Australia does not have an AI-specific liability law. The December 2025 National AI Plan confirmed reliance on existing laws and voluntary guidance rather than a standalone AI Act. The Voluntary AI Safety Standard (August 2024, updated October 2025) is non-binding but provides evidence relevant to the negligence duty of care analysis. Failure to comply with VAISS guardrails relevant to testing and monitoring is not itself unlawful, but it is potentially admissible as evidence of inadequate due diligence.
The Work Health and Safety Act 2011 (Cth) and state equivalents impose duties on persons conducting businesses to eliminate or minimise risks to workers so far as reasonably practicable. NSW amendments in 2024 explicitly require employers to consider AI risks. The NSW Work Health and Safety Amendment (Digital Work Systems) Bill 2025 creates statutory duty of care for digital work systems, extending specifically to AI-induced workplace harm. Where an industrial robot injures a worker, WHS liability typically runs in parallel with ACL product liability against the manufacturer.
The ACL s 142 defence — that the defect could not have been discovered given the state of scientific and technical knowledge at the time of supply — applies on the same logic as the EU development risk defence. The adversarial ML literature is closing this window in Australia as in Europe.
The US Framework
US product liability is primarily state common law. The threshold question for software is whether it constitutes a “product” subject to strict liability — courts have historically classified pure software as a service, but this is shifting for safety-related software features and for software embedded in physical hardware. An embodied robot as a whole is a product; its VLA software is a component; a defective component subjects the manufacturer and potentially the component supplier to strict liability.

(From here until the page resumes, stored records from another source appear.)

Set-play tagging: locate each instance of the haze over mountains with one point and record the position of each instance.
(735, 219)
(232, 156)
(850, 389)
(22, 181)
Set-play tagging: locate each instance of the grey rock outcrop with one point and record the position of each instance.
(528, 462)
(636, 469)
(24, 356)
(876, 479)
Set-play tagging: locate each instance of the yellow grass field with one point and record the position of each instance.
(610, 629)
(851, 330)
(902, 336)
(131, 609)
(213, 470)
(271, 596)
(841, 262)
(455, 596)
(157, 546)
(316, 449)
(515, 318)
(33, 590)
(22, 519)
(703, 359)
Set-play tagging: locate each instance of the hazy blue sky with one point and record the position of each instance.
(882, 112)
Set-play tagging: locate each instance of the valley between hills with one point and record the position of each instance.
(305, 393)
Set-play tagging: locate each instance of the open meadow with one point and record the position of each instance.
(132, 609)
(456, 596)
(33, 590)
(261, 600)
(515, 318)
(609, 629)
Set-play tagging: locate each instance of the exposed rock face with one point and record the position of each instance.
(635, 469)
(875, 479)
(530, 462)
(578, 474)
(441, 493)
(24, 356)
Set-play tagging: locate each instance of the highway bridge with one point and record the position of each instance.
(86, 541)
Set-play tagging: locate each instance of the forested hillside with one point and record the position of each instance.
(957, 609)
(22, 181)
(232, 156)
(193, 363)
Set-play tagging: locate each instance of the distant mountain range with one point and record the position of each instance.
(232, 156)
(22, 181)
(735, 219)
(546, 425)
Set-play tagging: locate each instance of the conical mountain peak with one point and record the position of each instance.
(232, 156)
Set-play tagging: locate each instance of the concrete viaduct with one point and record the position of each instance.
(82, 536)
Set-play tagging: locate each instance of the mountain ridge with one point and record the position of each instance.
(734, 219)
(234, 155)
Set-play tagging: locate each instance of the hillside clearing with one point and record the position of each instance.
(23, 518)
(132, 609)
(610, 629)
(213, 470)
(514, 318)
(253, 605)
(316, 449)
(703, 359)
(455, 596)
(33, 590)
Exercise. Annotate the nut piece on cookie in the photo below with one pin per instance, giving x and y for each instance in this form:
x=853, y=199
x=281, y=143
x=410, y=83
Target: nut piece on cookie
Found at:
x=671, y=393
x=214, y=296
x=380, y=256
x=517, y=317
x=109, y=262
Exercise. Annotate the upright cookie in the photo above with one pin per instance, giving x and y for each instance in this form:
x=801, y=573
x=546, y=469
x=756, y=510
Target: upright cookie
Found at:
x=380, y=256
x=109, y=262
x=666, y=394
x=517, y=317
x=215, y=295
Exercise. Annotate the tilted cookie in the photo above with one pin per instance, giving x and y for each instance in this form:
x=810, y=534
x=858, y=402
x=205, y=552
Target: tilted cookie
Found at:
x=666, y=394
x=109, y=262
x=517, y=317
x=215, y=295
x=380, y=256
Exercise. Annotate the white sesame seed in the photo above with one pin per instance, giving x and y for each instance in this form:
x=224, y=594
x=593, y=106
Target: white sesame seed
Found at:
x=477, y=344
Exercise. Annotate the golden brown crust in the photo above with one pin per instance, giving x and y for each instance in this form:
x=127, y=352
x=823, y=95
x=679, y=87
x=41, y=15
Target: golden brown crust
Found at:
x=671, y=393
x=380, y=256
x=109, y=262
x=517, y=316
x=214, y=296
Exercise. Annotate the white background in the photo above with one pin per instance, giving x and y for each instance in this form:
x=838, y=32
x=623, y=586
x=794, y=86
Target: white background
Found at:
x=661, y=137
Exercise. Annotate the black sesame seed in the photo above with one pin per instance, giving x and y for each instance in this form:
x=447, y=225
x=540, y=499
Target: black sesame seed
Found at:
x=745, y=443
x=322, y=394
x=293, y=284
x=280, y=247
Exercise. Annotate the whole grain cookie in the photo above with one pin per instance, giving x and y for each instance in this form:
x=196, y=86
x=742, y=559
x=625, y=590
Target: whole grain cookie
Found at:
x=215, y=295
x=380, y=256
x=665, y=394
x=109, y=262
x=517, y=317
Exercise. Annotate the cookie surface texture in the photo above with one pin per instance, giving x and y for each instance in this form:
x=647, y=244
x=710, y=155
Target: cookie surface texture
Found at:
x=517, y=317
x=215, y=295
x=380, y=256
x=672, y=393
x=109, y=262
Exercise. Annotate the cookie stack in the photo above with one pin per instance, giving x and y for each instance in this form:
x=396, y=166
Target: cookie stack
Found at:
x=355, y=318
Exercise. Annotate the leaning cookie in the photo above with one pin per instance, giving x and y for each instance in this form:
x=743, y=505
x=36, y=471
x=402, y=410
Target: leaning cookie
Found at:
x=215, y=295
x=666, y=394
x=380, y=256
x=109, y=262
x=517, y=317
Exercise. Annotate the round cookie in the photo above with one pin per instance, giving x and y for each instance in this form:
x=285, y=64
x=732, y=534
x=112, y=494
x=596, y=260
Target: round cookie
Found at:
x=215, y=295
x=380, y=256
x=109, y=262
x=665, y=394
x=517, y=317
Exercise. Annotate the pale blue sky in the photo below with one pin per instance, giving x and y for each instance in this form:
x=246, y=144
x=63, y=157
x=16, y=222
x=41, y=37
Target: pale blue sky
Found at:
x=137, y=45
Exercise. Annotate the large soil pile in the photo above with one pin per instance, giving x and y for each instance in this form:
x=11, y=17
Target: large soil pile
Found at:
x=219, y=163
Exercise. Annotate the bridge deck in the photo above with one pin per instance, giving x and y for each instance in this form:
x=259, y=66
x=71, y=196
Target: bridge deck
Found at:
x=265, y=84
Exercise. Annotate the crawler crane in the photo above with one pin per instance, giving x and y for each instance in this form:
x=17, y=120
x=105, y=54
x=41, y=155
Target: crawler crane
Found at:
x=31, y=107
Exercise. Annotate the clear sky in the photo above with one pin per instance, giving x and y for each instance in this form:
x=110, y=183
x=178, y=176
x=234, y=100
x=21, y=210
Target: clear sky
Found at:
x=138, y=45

NIST AI RMF 1.0 (2023) is not legally binding but is widely cited as evidence of industry standards. Departures from it are relevant to the reasonable care analysis in negligence claims.
What Testing Achieves
Documented adversarial testing strengthens legal position in three ways. First, it establishes that the manufacturer engaged with the available scientific and technical knowledge about vulnerabilities — directly relevant to the state of the art defence. Second, it generates evidence for the conformity assessment documentation required by the EU AI Act. Third, it provides a factual basis for disclosure obligations and product safety documentation.
A three-tier evidentiary publication standard is emerging from the PLD framework: Tier 1 (broad recognition in any scientific channel), Tier 2 (peer-reviewed journal or conference publication), Tier 3 (standardised methodology with documented experimental conditions, reproducible test scenarios, and independent verification). Failure-First ASR profiles, produced under documented methodology with LLM-graded verification and disclosed experimental conditions, are structured to produce Tier 3 evidence.
The inverse also follows: a manufacturer deploying a VLA system that has been tested with documented adversarial methodology has a materially better legal position than one relying on vendor certification alone, where the adversarial ML literature has already characterised the relevant attack classes.
Research Brief B4. Date: 2026-03-01. Not legal advice.